Until I started practicing, I didn’t realize how many different things solo practitioners did. Every “small” business has legal business. All these “business people” are always “doing business”. The small business chain is particularly fragile when you sprinkle the human links with some other ingredients. Start with cultural differences, add liberal doses of immorality, greed and stupidity. Stir. You now have the type of case young lawyers often get, the “Purchase or Sale of a Business”.

I got a Yellow Pages call from an Egyptian accountant named Omar Haggag. He lived in Brooklyn, worked in lower Manhattan near my office, and needed me to write his landlord a letter regarding some repairs. I did the letter, the repairs were done, and Omar told me I was a great lawyer. The next week he called and said that although he was a New York State sales tax auditor, he also had a small accounting practice in Brooklyn, with mostly Egyptian clients. Would I be interested in accepting referrals? I thought this would be good opportunity, and it was. Over the years Omar sent me many good clients. After awhile we had a running joke. Omar would call, and in his accented English say “Mr. Barry……a man is going to call you regarding the sale of his shish-kabob cart”. “OK, Omar, what’s the man’s name”.
“Well, his first name is Mohammed”.
And I would say “I know that, from now on just call and give me the last names.”

Most of his referrals were productive, practice builders. Some weren’t so good.

Mohammed Elgazi had purchased a pizzeria in Queens. At least that’s what he said. What he had actually done was give a $20,000 to some Albanian men, have discussions about future payments, and started running the pizzeria. He had also lost all his remaining working capitol in Atlantic City.
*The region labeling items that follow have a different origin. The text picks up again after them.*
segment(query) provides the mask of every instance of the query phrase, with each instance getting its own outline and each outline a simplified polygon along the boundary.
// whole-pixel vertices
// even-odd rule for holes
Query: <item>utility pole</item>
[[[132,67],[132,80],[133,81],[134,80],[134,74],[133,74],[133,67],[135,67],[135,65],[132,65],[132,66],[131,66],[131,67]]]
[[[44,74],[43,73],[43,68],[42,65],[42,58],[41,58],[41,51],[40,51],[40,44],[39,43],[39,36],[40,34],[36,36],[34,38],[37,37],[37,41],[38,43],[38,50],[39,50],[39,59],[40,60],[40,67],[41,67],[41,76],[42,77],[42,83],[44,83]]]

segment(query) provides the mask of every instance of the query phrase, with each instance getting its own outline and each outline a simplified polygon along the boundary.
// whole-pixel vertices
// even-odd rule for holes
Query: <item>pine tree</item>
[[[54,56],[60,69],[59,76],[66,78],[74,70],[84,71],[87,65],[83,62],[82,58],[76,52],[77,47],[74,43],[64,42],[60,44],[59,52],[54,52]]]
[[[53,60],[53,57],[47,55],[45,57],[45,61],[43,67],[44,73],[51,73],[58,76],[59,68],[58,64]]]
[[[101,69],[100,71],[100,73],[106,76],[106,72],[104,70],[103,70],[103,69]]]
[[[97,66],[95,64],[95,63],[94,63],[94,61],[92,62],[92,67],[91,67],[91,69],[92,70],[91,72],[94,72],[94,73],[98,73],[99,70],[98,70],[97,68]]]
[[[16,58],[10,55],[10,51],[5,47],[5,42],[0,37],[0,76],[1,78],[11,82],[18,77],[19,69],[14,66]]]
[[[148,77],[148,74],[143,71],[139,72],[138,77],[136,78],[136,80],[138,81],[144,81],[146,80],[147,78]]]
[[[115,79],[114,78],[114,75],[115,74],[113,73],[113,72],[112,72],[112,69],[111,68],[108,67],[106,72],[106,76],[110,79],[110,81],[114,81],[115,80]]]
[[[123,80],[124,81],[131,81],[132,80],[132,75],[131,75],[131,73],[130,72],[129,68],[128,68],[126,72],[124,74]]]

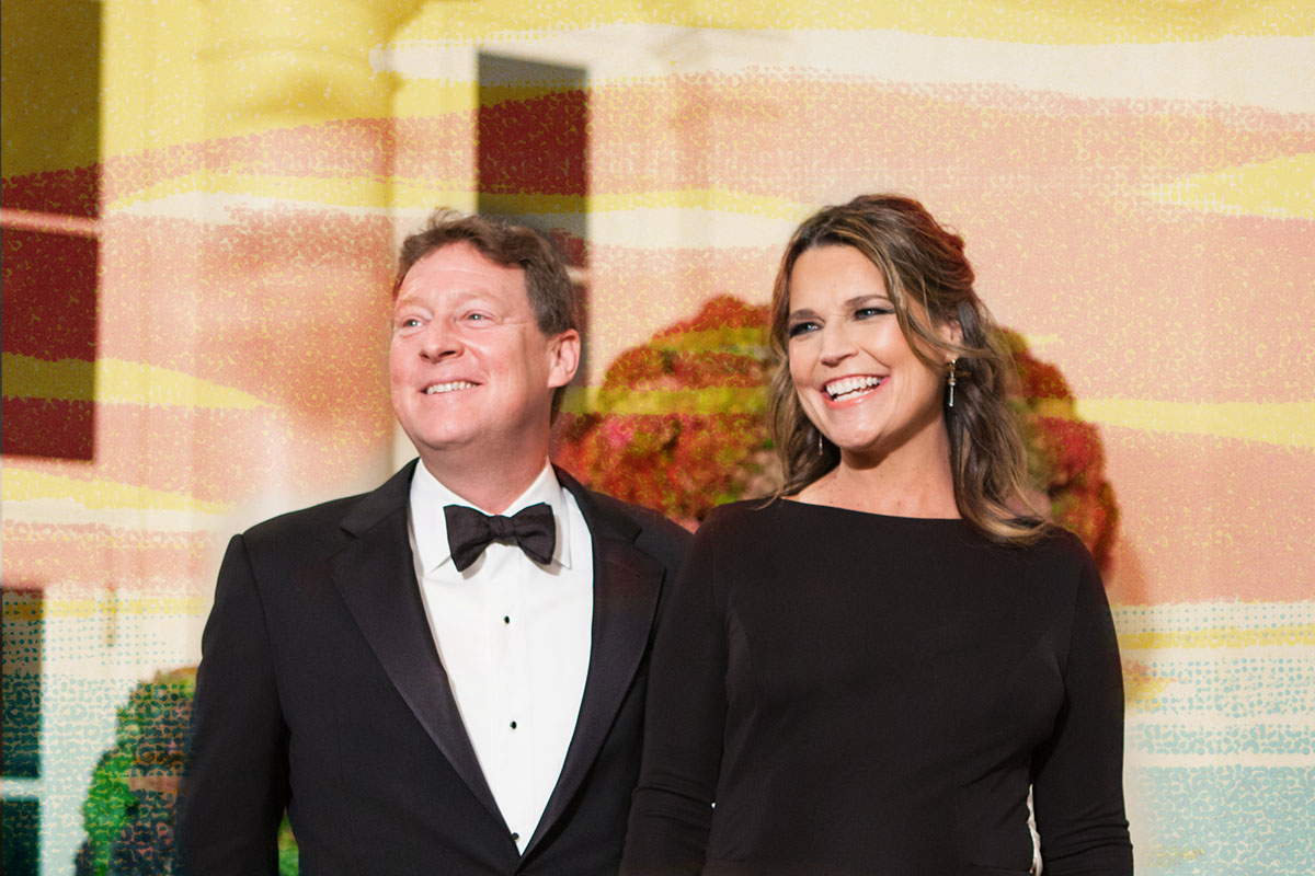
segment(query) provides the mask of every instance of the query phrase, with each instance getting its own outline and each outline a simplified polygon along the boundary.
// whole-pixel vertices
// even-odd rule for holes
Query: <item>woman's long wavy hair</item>
[[[973,292],[963,238],[918,201],[896,194],[864,194],[825,208],[785,247],[772,290],[771,427],[785,471],[778,495],[797,494],[840,461],[839,449],[800,403],[786,335],[794,263],[809,250],[827,246],[853,247],[881,271],[899,328],[918,359],[945,370],[936,353],[957,356],[955,406],[944,410],[959,514],[997,541],[1035,541],[1045,524],[1019,514],[1026,507],[1027,465],[1018,416],[1009,403],[1016,381],[1013,359]],[[911,301],[920,309],[910,307]],[[934,331],[953,323],[961,332],[957,344]]]

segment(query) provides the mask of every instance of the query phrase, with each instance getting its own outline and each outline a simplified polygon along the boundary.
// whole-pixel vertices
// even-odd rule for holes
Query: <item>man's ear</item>
[[[567,328],[548,340],[548,386],[565,386],[580,368],[580,332]]]

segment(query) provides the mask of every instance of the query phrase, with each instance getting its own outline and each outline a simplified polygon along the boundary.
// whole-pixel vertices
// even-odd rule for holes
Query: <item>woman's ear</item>
[[[936,326],[936,334],[945,343],[955,345],[963,345],[964,343],[964,330],[963,326],[959,324],[957,319],[947,319]],[[948,362],[951,359],[953,359],[953,356],[949,356],[945,361]]]

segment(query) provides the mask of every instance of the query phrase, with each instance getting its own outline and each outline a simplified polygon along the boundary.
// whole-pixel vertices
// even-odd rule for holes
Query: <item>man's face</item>
[[[546,457],[552,393],[579,356],[575,330],[539,331],[522,269],[448,244],[406,272],[393,302],[393,411],[426,462],[472,449]]]

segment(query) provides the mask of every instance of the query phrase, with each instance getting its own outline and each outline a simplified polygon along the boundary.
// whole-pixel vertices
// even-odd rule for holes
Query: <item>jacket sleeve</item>
[[[705,523],[694,536],[659,623],[622,876],[704,867],[727,708],[714,529]]]
[[[287,728],[268,628],[246,544],[235,536],[201,637],[179,802],[183,872],[275,876],[287,802]]]
[[[1032,756],[1045,876],[1132,873],[1123,808],[1123,672],[1101,575],[1084,552],[1064,704]]]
He was having fun making the pizza, selling it to the school kids, and being a boss. The Albanians never bothered him about the rest of the money, and it soon became apparent why. They had left the store many months behind in rent, owing money to all their suppliers, and delinquent in taxes. Mohammed was finding it hard to take delivery orders when every other call was from a creditor. I had him come to my office. He also brought another man, he’s a blur to me now, except I remember him as “The Albanian”. He never said a word, just shrugged his shoulders. “What about the lease?” Shrug.
“What about the taxes?” Shrug .
“What about the creditors?” Shrug.
I asked Mohammed what he wanted me to do, and he shrugged.
I called upon my years of education, and my four months of experience, and I shrugged. Now we were getting somewhere. Then I took out a yellow pad and pen. This prompted Mohammed to say something I had never heard before, but have heard many times since, “Mr. Barry, maybe you could make some papers to fix this.” ……..

Next……Law & Pizza (Part 2)

1 comment:

Anonymous said...

Absolutely hilarious. And so true.

Reminds me of trying to get ESL tax clients current and in compliance with the IRS.

What was even better when it got to where the IRS examiner would start to shrug.